脱炭素社会の実現に向けて、次世代蓄電池の開発が進むなか、「全樹脂電池」と呼ばれる次世代型リチウムイオン電池の量産工場が5月25日、福井県越前市に開所した。全樹脂電池の量産は世界初だという。10月に本格稼働し、太陽光発電や風力発電などの蓄電池として用途拡大を目指す。
次世代型リチウムイオン電池として注目される全樹脂電池を開発するスタートアップ企業のAPBと、APBに出資する京都の化学メーカー三洋化成工業は、世界初となる全樹脂電池の量産工場を越前市内に完成させた。
全樹脂電池とは、リチウムイオン電池の電極に使われていた金属をすべて樹脂に置き換えたもの。
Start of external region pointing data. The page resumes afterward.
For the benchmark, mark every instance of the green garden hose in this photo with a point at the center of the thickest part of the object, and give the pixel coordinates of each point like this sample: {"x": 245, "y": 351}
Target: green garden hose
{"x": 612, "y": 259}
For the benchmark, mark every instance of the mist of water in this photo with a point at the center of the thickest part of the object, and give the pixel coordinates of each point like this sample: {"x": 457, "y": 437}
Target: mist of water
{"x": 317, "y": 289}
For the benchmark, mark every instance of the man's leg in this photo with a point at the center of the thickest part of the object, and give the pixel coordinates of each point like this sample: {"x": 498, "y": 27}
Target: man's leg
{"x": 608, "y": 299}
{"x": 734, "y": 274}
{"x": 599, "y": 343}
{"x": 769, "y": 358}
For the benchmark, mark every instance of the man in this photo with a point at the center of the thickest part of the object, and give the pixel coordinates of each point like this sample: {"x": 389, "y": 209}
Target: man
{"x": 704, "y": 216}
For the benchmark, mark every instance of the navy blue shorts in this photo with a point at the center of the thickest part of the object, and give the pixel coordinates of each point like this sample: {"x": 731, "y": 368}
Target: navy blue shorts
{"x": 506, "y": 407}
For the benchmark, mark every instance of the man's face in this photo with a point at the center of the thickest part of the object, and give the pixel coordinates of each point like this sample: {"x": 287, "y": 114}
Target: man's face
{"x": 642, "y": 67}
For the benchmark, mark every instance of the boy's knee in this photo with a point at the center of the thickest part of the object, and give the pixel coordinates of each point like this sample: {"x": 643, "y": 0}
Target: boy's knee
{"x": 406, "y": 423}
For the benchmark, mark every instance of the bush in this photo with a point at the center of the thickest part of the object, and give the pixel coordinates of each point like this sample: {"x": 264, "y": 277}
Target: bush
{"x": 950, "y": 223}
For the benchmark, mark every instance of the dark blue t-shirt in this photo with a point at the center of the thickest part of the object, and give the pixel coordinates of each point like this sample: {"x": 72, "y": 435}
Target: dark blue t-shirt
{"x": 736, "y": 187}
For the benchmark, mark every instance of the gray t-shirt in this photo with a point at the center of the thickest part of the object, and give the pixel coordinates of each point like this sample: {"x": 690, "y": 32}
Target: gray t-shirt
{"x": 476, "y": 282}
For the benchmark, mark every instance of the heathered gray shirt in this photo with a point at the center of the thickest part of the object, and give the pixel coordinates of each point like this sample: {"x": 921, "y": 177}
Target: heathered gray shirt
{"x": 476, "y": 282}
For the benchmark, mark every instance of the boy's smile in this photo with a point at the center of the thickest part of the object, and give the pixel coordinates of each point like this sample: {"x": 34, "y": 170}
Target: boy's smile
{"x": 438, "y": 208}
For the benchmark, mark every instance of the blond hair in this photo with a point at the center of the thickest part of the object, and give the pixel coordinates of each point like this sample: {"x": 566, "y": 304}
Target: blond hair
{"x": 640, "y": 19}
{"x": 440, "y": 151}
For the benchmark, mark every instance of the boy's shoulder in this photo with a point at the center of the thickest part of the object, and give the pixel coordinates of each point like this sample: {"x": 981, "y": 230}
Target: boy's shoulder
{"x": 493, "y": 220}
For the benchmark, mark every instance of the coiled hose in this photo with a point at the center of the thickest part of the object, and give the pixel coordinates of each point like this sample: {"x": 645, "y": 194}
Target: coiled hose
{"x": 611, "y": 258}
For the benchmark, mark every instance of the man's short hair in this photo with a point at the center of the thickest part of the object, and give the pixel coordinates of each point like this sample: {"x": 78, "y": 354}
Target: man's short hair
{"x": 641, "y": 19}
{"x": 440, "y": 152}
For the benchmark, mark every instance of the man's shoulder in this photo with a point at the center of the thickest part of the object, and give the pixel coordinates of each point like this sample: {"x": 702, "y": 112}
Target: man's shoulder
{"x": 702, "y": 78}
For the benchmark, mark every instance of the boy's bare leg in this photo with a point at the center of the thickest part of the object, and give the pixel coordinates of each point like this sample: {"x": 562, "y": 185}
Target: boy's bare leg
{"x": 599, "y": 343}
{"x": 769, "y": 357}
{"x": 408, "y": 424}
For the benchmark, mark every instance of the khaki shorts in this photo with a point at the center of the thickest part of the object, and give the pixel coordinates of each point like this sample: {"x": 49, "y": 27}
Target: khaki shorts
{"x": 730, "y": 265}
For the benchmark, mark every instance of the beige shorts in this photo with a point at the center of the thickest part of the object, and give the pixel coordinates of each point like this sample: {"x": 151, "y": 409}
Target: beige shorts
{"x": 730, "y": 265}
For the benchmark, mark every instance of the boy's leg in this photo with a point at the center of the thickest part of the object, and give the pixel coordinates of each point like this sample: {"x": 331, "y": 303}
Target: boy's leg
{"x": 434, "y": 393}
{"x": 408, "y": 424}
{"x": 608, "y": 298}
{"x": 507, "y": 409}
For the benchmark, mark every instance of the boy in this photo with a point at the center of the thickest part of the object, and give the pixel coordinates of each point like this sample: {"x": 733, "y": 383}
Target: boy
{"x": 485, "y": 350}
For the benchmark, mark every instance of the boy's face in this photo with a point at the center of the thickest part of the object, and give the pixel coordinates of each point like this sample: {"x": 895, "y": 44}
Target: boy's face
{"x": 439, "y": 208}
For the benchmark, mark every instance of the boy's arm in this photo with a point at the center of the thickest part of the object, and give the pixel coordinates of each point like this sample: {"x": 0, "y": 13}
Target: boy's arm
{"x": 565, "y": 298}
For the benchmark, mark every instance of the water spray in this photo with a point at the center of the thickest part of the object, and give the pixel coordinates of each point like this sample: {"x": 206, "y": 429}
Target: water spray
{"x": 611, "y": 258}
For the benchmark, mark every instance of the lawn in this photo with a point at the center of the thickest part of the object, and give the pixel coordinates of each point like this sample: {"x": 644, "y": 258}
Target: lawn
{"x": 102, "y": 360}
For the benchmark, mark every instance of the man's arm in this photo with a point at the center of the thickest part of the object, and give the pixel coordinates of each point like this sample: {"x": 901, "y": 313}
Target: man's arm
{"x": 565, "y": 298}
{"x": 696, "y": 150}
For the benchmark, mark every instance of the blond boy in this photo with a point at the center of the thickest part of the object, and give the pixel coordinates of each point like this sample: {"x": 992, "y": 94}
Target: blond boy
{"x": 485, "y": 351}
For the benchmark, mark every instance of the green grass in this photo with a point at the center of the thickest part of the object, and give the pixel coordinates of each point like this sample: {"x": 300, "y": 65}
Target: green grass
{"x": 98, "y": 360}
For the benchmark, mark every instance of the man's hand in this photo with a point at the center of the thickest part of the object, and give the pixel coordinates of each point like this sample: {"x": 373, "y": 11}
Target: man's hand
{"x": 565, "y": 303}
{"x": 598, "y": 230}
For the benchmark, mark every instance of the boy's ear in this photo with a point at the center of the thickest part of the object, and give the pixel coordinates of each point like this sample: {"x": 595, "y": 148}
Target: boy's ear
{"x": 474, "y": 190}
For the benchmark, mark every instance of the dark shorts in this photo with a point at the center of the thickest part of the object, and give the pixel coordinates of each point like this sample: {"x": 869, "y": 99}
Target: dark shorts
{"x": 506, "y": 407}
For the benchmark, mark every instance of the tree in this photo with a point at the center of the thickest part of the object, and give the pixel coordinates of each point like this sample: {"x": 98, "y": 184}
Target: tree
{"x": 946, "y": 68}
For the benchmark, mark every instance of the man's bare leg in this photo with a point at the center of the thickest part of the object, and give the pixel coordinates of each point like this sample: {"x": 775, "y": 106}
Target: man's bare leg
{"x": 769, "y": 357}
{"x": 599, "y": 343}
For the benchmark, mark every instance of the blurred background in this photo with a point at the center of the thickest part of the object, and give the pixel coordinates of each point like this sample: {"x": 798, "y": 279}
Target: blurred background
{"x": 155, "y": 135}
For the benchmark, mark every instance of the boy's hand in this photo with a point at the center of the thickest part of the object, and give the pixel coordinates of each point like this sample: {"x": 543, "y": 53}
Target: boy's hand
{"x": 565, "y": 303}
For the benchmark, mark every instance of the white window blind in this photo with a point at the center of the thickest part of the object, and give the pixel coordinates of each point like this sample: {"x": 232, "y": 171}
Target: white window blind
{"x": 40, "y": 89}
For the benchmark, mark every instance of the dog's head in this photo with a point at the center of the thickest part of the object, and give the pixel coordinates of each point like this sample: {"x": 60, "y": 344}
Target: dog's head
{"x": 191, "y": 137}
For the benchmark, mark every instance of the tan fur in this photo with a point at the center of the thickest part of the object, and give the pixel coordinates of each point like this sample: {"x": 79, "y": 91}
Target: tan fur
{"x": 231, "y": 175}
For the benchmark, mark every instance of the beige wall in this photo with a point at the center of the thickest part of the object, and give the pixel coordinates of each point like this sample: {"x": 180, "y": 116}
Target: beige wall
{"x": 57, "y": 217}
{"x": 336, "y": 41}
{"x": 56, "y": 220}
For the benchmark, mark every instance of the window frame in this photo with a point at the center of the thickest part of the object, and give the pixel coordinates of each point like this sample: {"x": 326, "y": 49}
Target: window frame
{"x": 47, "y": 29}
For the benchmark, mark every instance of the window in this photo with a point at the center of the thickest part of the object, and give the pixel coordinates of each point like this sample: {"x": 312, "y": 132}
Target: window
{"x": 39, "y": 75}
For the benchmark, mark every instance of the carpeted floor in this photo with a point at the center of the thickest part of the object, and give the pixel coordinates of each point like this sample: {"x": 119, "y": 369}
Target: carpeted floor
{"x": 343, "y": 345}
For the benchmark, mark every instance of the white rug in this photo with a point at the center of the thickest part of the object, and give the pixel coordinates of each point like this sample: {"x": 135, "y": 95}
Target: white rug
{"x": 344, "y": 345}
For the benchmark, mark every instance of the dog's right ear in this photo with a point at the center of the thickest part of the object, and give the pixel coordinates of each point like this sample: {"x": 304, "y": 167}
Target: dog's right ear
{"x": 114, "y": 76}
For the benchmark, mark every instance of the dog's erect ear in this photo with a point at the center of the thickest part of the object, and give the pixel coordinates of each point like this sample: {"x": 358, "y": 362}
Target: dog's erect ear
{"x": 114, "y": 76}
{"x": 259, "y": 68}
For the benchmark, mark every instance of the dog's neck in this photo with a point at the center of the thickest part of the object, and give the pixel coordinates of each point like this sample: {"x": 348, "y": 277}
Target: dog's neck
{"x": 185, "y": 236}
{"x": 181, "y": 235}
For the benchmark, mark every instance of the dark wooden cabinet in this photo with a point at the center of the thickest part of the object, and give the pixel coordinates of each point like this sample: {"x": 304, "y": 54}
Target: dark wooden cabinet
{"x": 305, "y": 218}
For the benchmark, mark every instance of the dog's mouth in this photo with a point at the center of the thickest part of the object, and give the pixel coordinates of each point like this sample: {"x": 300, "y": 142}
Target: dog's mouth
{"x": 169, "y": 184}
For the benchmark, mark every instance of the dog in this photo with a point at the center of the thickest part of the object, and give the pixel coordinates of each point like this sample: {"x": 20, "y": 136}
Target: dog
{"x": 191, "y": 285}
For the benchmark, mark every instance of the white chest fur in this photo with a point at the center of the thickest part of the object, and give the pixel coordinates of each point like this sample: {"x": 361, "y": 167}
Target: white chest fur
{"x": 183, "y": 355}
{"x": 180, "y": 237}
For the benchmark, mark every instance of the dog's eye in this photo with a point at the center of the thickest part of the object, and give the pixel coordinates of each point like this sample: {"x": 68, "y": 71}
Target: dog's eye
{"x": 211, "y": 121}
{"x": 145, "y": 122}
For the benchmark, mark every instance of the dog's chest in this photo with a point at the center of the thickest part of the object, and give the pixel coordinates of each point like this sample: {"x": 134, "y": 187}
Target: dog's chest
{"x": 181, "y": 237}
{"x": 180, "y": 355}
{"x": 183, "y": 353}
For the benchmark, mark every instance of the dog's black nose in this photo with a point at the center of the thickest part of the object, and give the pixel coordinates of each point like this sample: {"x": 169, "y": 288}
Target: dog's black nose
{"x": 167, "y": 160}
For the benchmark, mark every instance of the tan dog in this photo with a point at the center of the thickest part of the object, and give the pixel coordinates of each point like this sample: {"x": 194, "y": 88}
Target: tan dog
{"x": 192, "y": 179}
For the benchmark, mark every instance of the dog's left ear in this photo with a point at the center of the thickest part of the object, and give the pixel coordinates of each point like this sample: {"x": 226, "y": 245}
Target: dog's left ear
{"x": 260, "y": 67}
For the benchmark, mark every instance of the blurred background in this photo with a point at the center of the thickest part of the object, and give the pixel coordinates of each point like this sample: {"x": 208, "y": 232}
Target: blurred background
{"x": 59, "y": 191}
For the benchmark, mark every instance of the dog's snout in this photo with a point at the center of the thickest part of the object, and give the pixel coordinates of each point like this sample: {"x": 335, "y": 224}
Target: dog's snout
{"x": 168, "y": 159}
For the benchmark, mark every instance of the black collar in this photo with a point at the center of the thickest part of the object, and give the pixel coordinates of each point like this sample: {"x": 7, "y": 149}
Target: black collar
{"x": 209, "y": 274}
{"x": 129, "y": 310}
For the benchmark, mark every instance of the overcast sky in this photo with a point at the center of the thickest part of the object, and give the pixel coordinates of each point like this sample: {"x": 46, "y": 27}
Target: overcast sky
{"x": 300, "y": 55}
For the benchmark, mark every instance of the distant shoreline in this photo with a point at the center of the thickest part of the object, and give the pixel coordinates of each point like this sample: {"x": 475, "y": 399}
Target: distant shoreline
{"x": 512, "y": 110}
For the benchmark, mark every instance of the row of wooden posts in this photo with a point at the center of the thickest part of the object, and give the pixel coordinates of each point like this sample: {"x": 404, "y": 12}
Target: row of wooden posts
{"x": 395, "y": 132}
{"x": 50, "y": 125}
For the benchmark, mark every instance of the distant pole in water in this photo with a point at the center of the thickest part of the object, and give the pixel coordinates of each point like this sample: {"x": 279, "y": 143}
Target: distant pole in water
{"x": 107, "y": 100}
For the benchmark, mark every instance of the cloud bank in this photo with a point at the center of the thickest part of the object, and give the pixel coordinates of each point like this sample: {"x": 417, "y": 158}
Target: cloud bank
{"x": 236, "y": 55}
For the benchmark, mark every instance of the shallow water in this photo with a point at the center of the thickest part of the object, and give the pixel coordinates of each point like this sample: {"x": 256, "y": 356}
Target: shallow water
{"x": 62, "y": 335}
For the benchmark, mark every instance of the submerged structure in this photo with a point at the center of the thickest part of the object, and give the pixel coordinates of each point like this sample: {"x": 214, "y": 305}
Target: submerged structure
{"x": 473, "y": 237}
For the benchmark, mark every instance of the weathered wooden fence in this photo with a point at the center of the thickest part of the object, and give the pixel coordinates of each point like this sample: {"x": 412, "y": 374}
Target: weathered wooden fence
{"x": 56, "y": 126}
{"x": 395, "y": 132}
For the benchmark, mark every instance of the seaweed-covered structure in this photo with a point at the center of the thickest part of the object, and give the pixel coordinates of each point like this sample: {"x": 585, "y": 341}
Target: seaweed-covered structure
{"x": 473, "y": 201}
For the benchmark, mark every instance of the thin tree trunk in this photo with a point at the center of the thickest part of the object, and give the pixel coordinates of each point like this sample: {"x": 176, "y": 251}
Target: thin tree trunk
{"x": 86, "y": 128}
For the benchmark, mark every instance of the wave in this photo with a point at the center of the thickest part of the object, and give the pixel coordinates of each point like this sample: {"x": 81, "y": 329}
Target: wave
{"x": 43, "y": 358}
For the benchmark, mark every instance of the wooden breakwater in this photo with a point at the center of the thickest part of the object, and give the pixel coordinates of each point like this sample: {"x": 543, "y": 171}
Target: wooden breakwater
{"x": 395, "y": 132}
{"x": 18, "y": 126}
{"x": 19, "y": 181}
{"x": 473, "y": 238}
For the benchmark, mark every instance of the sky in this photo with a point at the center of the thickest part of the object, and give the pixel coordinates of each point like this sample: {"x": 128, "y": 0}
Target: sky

従来のリチウムイオン電池に比べてコンパクトかつ、2倍以上の電気容量があり、発火リスクが低く、さらに正極材などをリサイクルしやすいといった特徴を持つ。
APBを2018年に設立した堀江英明社長は、日産自動車で「リーフ」の電池開発に携わった経歴を持ち、全樹脂電池の開発を進めてきた。2020年12月には第3回目の資金調達を成功させ、累計100億円を調達。この資金をもとに、全樹脂電池の量産工場を建設・運営していくという。
工場の生産能力は年間200MWhでスタートし、3GWhまで増産する計画を持つ。
量産する全樹脂電池は、すでに川崎重工業が開発した海底ケーブルを検査する無人潜水艇の動力として採用が検討されているほか、太陽光発電や風力発電など再生可能エネルギーの蓄電池として需要が見込まれている。